5, reference delivery, value delivery and pointer delivery
In the C + + language, there are 3 ways in which the parameters and return values of a function are passed: value passing, reference passing, and pointer passing.
(1), Value transfer
A formal parameter is a copy of an argument, and changing the value of the parameter does not affect the value of the external argument. From the point of view of the invoked function, the value pass is a one-way (argument-> parameter), the value of the argument can only be passed in and cannot be transmitted. When the function needs to modify the parameters, and do not want this change to affect the caller, the use of value delivery.
(2), pointer delivery
A parameter is a pointer to an argument's address, which is equivalent to an operation on the argument itself when the parameter is pointed to.
(3), reference delivery
A formal parameter is equivalent to an "alias" of an argument. The operation of formal parameters is actually the operation of the actual parameters, in the process of reference transfer, the form parameter of the modulated function, although also as a local variable in the stack to open up the memory space, but at this time is stored by the main function to put in the argument variable address. Any operation of the called function on the formal parameter is treated as indirection, that is, the argument variable in the keynote function is accessed through the address stored in the stack. Because of this, any manipulation of the function on the formal parameter affects the argument variables in the keynote function.
Finally, summarize the similarities and differences between pointers and references :
Same point:
Is the concept of an address where the pointer points to a piece of memory whose content is the address of the memory, and a reference is an alias to a block of memory.
Different points:
The pointer is an entity and the reference is only an individual name;
References can only be initialized once at definition, then immutable, pointer variable, reference "one-woman", and pointers may be "inconstant";
The reference does not have a const, the pointer has a const,const pointer is immutable; (specifically, there is no int& const a form, and const int& A is, the former guidelines used in itself that alias can not change, of course, so do not need this form, The latter refers to the value of the reference can not be changed)

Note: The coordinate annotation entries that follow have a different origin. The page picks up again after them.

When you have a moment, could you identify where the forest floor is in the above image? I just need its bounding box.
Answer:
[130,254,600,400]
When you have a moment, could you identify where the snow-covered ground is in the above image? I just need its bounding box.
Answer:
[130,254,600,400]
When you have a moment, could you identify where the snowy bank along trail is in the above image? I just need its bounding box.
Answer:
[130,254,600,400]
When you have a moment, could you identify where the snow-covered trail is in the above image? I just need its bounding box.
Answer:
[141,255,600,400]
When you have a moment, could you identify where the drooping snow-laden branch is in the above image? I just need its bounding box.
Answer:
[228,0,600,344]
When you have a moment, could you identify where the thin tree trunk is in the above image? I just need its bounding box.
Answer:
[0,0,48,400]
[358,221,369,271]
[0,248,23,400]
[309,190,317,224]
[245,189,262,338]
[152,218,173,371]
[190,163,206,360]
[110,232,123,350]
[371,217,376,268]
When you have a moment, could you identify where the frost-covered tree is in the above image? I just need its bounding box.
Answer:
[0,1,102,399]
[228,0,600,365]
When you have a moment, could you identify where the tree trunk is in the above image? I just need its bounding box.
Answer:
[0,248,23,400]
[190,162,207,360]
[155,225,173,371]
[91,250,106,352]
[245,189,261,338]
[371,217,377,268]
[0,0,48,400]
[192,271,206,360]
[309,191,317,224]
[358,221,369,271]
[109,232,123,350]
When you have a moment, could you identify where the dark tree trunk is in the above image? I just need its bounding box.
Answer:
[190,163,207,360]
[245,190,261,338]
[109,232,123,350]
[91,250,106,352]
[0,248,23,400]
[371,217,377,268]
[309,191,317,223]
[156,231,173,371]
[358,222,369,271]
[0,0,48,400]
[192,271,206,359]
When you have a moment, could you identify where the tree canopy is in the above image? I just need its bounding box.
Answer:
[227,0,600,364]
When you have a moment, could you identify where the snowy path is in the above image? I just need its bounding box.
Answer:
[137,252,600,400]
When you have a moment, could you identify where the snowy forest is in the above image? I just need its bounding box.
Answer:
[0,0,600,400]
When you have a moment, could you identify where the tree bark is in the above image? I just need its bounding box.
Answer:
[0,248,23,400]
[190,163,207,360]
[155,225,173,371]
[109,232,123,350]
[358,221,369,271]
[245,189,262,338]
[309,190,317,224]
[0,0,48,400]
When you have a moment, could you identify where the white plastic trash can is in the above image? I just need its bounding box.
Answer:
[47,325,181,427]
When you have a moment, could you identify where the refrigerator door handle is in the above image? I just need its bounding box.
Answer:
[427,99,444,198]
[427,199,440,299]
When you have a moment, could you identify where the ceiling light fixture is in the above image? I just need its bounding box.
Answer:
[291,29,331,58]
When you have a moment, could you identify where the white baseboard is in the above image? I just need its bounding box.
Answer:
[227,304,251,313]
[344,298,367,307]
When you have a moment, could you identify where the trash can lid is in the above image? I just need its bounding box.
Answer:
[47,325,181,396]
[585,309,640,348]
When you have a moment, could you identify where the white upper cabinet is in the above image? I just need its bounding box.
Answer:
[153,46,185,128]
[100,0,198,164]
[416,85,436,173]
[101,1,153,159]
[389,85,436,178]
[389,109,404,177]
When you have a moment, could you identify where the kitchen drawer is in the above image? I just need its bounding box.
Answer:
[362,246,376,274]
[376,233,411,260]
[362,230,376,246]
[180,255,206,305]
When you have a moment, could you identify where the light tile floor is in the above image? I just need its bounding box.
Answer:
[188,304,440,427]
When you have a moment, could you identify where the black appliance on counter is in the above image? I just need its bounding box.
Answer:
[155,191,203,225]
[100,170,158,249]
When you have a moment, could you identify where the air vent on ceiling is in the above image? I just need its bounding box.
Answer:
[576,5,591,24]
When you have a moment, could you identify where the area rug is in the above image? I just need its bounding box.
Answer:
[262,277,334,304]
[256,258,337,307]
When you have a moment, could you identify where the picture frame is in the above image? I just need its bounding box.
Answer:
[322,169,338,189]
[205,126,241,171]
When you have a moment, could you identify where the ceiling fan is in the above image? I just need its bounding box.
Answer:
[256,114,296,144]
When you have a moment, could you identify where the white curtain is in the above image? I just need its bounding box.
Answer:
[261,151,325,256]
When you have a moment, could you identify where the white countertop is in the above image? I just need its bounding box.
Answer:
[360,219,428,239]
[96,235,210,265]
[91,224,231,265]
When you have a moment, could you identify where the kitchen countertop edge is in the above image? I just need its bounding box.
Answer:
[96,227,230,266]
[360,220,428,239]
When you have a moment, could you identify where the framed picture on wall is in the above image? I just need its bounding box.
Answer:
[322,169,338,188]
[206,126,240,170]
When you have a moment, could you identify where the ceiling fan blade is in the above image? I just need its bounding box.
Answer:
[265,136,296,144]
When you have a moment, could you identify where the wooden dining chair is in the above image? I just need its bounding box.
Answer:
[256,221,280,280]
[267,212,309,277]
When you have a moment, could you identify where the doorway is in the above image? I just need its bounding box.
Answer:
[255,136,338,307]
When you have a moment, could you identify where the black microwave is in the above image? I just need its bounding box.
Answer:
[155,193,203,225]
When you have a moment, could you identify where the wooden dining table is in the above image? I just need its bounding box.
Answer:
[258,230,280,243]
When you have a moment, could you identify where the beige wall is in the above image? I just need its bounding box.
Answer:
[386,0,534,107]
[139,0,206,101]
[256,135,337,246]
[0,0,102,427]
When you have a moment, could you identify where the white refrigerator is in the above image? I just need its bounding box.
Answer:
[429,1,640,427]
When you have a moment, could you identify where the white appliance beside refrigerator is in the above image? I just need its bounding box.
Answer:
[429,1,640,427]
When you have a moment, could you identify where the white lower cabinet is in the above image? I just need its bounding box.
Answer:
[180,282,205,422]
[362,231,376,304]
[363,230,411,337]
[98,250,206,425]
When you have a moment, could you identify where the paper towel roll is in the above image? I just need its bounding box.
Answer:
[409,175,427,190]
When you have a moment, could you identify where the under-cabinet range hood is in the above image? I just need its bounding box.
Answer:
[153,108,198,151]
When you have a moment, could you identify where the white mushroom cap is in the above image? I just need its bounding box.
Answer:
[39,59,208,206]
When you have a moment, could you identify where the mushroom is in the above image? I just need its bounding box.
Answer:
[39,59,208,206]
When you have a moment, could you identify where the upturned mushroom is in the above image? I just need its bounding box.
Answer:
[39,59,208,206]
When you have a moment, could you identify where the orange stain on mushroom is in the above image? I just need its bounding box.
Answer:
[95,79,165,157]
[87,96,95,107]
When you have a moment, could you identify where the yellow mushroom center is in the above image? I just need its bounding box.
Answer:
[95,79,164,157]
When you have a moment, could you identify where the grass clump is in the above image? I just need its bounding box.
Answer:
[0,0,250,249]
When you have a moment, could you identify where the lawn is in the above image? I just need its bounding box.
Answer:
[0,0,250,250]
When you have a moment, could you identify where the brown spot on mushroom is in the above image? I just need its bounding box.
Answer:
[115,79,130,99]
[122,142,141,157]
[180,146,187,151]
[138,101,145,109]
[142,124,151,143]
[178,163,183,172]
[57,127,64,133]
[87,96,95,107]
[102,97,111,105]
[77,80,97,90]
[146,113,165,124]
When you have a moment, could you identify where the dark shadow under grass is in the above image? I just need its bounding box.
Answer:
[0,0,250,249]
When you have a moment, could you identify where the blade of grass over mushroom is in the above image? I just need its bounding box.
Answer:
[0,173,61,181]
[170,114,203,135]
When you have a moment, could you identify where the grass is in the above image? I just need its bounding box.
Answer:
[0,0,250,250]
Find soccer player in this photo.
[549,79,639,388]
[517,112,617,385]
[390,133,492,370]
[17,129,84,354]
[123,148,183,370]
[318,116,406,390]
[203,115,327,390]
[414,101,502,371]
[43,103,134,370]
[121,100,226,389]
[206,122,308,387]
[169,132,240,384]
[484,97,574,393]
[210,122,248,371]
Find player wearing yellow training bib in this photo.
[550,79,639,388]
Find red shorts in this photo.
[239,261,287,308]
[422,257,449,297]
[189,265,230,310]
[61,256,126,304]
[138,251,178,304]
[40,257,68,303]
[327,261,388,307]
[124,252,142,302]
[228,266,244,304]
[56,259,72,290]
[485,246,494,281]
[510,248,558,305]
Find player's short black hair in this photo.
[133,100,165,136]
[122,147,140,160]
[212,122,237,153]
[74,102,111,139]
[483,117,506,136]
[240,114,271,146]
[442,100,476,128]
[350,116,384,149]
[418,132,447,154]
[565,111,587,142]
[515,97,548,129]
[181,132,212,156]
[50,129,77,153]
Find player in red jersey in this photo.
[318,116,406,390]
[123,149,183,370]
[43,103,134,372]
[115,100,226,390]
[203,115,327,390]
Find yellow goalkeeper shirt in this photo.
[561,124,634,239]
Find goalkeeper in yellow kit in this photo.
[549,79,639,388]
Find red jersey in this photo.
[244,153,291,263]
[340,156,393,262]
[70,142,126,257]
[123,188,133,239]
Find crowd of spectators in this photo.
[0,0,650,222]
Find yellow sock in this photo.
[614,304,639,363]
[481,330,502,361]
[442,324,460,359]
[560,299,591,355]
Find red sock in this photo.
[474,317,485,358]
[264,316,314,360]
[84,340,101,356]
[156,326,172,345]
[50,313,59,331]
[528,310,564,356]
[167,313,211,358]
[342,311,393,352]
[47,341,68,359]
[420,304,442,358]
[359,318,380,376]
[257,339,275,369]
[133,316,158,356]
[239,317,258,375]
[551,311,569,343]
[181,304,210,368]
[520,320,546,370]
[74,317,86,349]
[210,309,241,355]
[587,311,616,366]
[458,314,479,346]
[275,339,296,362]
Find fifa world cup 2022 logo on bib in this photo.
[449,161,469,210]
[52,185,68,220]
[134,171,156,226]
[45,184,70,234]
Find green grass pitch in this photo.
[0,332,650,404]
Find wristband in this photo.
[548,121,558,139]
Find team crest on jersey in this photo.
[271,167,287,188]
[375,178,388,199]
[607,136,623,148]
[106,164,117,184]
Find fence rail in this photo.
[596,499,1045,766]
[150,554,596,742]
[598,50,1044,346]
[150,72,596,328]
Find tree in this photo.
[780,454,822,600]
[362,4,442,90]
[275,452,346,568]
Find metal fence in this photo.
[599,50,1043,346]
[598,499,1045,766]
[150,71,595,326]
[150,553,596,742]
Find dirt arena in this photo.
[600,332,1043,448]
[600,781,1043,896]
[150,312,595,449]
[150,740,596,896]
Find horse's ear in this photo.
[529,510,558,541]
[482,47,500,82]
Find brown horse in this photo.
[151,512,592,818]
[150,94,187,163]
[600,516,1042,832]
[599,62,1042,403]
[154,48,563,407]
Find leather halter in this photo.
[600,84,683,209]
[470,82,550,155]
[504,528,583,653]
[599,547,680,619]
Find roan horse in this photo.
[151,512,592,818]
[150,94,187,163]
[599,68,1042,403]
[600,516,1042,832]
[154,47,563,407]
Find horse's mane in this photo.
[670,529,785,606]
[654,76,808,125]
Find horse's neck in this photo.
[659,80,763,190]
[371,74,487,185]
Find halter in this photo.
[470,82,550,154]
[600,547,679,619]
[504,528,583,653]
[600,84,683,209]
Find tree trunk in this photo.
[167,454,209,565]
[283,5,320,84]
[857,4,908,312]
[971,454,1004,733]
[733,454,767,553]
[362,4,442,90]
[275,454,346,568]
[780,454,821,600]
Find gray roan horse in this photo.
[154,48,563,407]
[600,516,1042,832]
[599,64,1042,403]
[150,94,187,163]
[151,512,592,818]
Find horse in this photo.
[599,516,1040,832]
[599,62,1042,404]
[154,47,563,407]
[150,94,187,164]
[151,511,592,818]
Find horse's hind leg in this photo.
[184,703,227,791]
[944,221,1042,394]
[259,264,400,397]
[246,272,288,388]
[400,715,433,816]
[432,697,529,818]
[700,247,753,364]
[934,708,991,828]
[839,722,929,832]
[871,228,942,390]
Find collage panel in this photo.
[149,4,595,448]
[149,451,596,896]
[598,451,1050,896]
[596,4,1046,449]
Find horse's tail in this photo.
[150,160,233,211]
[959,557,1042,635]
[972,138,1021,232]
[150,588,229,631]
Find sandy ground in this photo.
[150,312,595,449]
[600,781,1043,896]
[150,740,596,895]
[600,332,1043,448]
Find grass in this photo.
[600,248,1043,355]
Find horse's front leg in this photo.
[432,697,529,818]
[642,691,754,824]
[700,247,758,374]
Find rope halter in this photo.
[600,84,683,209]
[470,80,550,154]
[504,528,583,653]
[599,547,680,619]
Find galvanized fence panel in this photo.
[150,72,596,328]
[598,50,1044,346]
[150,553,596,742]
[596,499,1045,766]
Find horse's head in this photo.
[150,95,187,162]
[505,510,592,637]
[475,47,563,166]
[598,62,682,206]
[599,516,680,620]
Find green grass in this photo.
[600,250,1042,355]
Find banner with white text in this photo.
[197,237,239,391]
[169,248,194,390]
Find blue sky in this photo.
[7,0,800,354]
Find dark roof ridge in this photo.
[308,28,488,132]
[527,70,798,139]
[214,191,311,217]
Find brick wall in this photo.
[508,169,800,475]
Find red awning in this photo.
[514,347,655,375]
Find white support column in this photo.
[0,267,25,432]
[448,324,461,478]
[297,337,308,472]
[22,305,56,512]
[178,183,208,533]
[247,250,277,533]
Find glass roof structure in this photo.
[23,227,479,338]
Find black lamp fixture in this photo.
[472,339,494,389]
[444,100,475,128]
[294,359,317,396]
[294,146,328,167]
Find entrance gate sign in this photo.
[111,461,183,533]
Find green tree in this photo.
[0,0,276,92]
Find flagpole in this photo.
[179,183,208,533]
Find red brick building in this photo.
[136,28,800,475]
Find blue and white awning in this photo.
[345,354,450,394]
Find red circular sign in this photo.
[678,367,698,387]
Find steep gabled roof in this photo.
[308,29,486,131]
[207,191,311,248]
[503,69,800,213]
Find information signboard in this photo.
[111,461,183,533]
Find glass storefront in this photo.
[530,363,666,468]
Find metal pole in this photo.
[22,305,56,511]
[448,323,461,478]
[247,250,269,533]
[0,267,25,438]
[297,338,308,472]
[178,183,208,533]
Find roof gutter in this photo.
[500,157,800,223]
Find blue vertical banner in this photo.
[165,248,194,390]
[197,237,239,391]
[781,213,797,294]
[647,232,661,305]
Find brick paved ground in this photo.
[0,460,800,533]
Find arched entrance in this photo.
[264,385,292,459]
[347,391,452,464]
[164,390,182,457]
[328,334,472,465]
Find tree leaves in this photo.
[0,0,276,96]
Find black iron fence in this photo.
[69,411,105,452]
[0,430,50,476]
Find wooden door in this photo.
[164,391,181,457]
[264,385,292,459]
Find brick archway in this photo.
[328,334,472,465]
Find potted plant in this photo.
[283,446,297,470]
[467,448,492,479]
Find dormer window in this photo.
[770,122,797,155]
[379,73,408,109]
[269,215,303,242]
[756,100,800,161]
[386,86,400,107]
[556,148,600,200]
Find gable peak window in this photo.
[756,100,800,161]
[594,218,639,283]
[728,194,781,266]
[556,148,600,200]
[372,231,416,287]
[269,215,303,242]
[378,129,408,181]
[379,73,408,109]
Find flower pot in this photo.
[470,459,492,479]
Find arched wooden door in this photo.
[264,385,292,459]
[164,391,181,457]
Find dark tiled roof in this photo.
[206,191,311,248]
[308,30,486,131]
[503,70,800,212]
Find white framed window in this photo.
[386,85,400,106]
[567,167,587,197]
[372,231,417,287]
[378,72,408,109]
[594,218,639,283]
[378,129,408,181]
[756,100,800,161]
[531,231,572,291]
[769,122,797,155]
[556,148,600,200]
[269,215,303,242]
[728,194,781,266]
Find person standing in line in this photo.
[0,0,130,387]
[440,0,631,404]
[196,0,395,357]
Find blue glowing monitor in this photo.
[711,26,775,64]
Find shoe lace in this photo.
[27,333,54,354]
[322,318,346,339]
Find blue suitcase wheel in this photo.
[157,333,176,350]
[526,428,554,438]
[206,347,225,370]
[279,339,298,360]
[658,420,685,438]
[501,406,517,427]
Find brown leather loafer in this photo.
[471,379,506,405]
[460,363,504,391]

The reference cannot be null, the pointer can be empty;
The "sizeof reference" gets the size of the variable (object) to which it is pointed, and the "sizeof pointer" gets the size of the pointer itself;
The value of the pointer and the reference of the self increment (+ +) operation is different;
References are type-safe, and pointers are not (references are more type-checked than pointers).
The above is the entire content of this article, I hope to help you learn.